For context I am doing this because of EmuVR. It’s a VR application that allows you to play retro games in an early 2000s bedroom on big CRT TVs. You can also use a VCR to watch movies. The problem I’m running into is a lot of movies/TV shows have been updated to be 16:9 which causes a lot of letterboxing on the 4:3 TVs.
I have tried searching around various torrent and DDL sites with minimal luck. Most of them seem to struggle with recognizing “4:3” as a search term. Adding the term “aspect ratio” seems to help but doesn’t narrow it down completely and only provides a few results.
I am aware of a few individuals like threesixtyp on The Pirate Bay who put out bundles of TV shows and movies in the original aspect ratio but I’m wondering does anyone else had suggestions on how or where I could find this kind of thing? Maybe a site has an advance search section for aspect ratios for example.
I figured some kind of specialty or niche torrent site may have something. I could see something like a best retro movie pack popping up on 4chan’s torrent board.
I am aware I could crop the videos with a program like Handbrake but that would take a decent amount of time to do.

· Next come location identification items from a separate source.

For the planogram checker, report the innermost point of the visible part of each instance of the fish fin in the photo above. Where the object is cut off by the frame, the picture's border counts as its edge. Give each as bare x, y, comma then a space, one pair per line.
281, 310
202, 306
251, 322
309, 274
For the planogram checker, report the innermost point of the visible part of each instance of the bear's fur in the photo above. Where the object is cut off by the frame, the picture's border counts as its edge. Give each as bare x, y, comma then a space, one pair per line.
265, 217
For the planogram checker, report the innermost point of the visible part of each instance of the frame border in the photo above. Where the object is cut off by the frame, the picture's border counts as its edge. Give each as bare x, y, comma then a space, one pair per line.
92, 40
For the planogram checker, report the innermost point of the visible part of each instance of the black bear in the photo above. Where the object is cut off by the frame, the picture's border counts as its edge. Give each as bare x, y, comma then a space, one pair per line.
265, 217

It might be easier to reach out to EmuVR and see if they can update it to crop the videos instead of letterboxing them during playback. I would think someone working on such a project would be receptive of this idea. This also wouldn’t be terribly difficult from a programming perspective.
You might try SDTV or Fullscreen (plus DVD or VHS since those were the last formats that typically offered that aspect ratio regularly) as tags/search terms. I am otherwise unaware of any specific automated search options for 4:3 content. :/
Obviously it would take some work, but you could set up an automated set of scripts that would crop the videos and spit them out as 4:3.
Is there no option within the vr application itself to auto zoom and crop videos to fit the TV?
Check your local library. Many of them have DVDs you can borrow. The older ones may be fullscreen. Then you can rip them with Handbrake.
Maybe look for old uploads, or the term “pan and scan”?
A lot of media was actually filmed in a wide aspect ratio for theater, then “pan and scanned” down to 4:3 for home television.